Company says it is committed to getting Cladribine approved in EU and has three trials ongoing.
The European Medicines Agency’s (EMA) Committee for Medicinal Products for Human Use (CHMP) has upheld its previous negative opinion on Merck KGaA’s oral multiple sclerosis (MS) candidate, Cladribine tablets, following the firm’s request that it reexamine the previously submitted trial data. Merck says that although some CHMP members voted in favor of a conditional marketing authorization for the drug, the majority concluded that the benefits of Cladribine did not outweigh the risks.
Merck’s disclosure that the CHMP won’t yet be swayed on Cladribine coincides with Biogen Idec reporting that the committee has separately given a negative opinion on its MS drug Fampyra® (prolonged-release fampridine 10 mg tablets), which has been developed to improve walking ability in patients with MS. Novartis, on the other hand, received a positive recommendation from CHMP on its MS medication, Gilenya.
Merck has reiterated its commitment to the development of Cladribine, which is already approved in Austria and Russia under the tradename Movectro® for the treatment of relapsing-remitting MS. Regulatory review is also under way in other countries, including the U.S., where the application has been granted priority review. Meanwhile, Merck has three additional Cladribine studies ongoing, which are all fully enrolled. Top-line data from the Clarity Extension and Oracle MS studies is expected by the end of 2011. Top-line results from the Onward trial could be available in the first half of 2012.
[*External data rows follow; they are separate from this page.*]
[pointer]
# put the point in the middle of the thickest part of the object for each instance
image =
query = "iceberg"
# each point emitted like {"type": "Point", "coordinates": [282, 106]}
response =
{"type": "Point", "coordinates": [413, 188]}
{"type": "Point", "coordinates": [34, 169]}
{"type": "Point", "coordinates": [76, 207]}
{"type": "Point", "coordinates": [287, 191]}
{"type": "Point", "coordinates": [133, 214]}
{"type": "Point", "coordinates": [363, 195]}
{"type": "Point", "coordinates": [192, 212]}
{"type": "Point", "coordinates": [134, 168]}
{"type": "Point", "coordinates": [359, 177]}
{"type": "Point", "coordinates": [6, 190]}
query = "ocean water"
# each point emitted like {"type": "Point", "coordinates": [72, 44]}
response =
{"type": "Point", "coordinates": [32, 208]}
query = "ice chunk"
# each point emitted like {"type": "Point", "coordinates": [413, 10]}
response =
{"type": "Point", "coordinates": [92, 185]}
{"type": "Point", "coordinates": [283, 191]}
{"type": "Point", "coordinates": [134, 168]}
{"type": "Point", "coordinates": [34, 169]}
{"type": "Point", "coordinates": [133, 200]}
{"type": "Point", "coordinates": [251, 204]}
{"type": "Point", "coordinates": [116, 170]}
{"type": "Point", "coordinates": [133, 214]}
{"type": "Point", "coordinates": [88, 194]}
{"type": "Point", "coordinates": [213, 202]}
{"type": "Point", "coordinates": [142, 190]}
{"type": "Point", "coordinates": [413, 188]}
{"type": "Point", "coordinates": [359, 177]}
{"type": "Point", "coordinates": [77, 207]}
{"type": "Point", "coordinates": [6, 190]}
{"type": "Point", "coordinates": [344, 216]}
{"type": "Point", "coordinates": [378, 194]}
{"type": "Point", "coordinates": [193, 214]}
“We are disappointed by the CHMP opinion, however we continue to believe that our data support Cladribine tablets as a treatment option for patients with relapsing forms of MS,” comments Bernhard Kirschbaum, Ph.D., Merck Serono’s head of R&D. “We remain fully committed to the potential of Cladribine tablets to meet an unmet medical need as an oral, short-course, disease-modifying drug for multiple sclerosis and will evaluate our options for bringing this therapeutic option to patients who could benefit from it also in Europe.”
CHMP’s initial recommendation against approving Cladribine was made in September 2010. The EMA notes that at that time its committee had concerns about the medicine’s safety. “An increased number of patients with cancer were observed in clinical trials with Movectro compared to the control group,” EMA points out. Moreover, the agency continues, the committee noted that the benefits and the most appropriate dosage for treatment had not been fully established in patients who were expected to use the medicine. It basically couldn’t conclude that the benefits of Movectro outweighed its risks.
These concerns have apparently not changed. EMA says it remained concerned about Movectro’s long-term safety, even if the medicine were to be used in the restricted group of patients.